Hamdan seeks to appeal directly
on Feb 7, 2007 at 6:02 pm
Attorneys for Salim Ahmed Hamdan plan to ask the Supreme Court to hear his challenge to trial before a U.S. military commission, rather than pursue the case first through the D.C. Circuit Court. Hamdan won an earlier appeal to the Supreme Court when it struck down the prior military commission system; that system has now been replaced under a new act of Congress, the Military Commissions Act of 2006. Last Friday, officials at Guantanamo Bay, where Hamdan is being held, said they had prepared a new terrorism conspiracy charge against Hamdan, a Yemeni national. That appears to be a parallel count to the one that four members of the Supreme Court questioned last Term as valid. The new charge will not be formal until approved by a Pentagon legal adviser.
On Dec. 13, U.S. District Judge James Robertson in Washington dismissed Hamdan’s case, finding that Congress had legally ordered dismissal of all pending habeas cases filed by foreign nationals being held by the U.S. military.
The normal path for Hamdan’s appeal from Robertson’s decision would be to the D.C. Circuit. But federal law and Supreme Court rule (Rule 11) permit an appeal to the Supreme Court prior to Circuit Court action. Before a request can be made for the Supreme Court to take a case ahead of the apeals court, an appeal must be pending in the Circuit Court. Hamdan’s lawyers filed that appeal on Tuesday, and have now notified the Circuit Court that they will be asking the Supreme Court to step in, the attorneys have indicated. The Court’s Rule 11 specifies that review ahead of a Circuit Court will be granted “only upon a showing that the case is of such imperative public importance as to justify deviation from normal appellate practice and to require immediate determination in this Court.”
In papers filed Tuesday at the D.C. Circuit, Hamdan’s lawyers asked that Court to hold his appeal there while review by the Supreme Court is sought. That motion can be found here. They said they would file their petition in the Supreme Court “very shortly.” If review is granted there, the case need not go forward in the Circuit Court, they noted.
The initial task of Hamdan’s attorneys will be to persuade the Justices that his case fits into the narrow category for “certiorari before judgment” appeals. Hamdan tried to get such a speeded up review of his prior appeal challenging the military commission system, but the Supreme Court would not permit it (Hamdan v. Rumsfeld, docket 04-702, denied Jan. 18, 2005). After the Circuit Court had rejected that challenge, Hamdan filed a regular appeal to the Supreme Court, resulting in a sweeping victory for him last June 29 (Hamdan v. Rumsfeld, 05-184). After that, Congress passed the new Military Commissions Act.

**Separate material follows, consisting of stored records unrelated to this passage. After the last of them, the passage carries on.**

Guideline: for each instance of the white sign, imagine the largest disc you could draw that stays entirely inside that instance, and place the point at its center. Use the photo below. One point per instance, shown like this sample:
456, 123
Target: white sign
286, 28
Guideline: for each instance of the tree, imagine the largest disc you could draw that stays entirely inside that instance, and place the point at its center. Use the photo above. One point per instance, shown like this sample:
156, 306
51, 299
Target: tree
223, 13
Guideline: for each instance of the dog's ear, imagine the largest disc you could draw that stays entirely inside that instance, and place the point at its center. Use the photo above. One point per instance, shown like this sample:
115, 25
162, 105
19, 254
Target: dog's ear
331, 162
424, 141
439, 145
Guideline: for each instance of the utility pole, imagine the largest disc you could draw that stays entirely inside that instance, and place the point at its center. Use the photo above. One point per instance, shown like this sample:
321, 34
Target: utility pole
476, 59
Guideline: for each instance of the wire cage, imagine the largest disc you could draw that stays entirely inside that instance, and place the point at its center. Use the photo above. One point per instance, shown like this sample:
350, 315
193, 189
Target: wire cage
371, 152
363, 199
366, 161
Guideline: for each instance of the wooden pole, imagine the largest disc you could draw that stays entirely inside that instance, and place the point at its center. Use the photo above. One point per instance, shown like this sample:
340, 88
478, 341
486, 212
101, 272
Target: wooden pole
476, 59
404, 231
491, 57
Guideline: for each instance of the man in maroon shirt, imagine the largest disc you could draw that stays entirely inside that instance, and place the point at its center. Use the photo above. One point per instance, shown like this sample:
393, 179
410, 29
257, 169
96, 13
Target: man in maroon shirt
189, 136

Among the issues that are certain to be raised in the new Supreme Court appeal are the scope of Congress’ court-stripping provision in the new Commissions Act and, if habeas cases have all been scuttled by that provision, whether Congress has unconstitutionally suspended the writ of habeas corpus. Judge Robertson found that all cases had been ordered dismissed, but ruled that was not a suspension of the writ.
It is possible that Hamdan’s attempt at a swift appeal will reach the Supreme Court before other detainees at Guantanamo Bay, not facing military commission trials, can file a new appeal challenging their prolonged detention. The D.C. Circuit Court has been weighing two packets of detainees’ cases, raising a number of issues, including the impact on those cases of the new Commissions Act’s court-stripping provision. That Court had been expected to decide those cases by now, since they have been on an expedited schedule and all briefing has been completed, but no decisions have been forthcoming yet. There is no way to know when it will rule.
Hamdan’s lawyers, besides asking the D.C. Circuit to take no action on his new appeal there while he pursues Supreme Court review, also asked it to hold the case until the Circuit Court has decided the other detainee cases, which raise similar questions of jurisdiction. (The other detainee cases are Boumedine v. Bush, Circuit docket 05-5062, and Al Odah v. U.S., 05-5064, and consolidated cases.) If those decisions come fairly soon, they conceivably could go to the Supreme Court and potnetially be consolidated with early review of Hamdan’s case, if granted, his attorneys suggested in their Tuesday filing.
It is unclear whether Chief Justice John G. Roberts, Jr., will take part in any action by the Supreme Court on a new Hamdan appeal. Roberts took himself out of the earlier case, because he had been a member of the Circuit Court on the panel that upheld the previous system for military commission trial in Hamdan’s case. Conceivably, the passage of new legislation and a new charge against Hamdan could make it possible for him to participate this time. The matter is entirely his choice.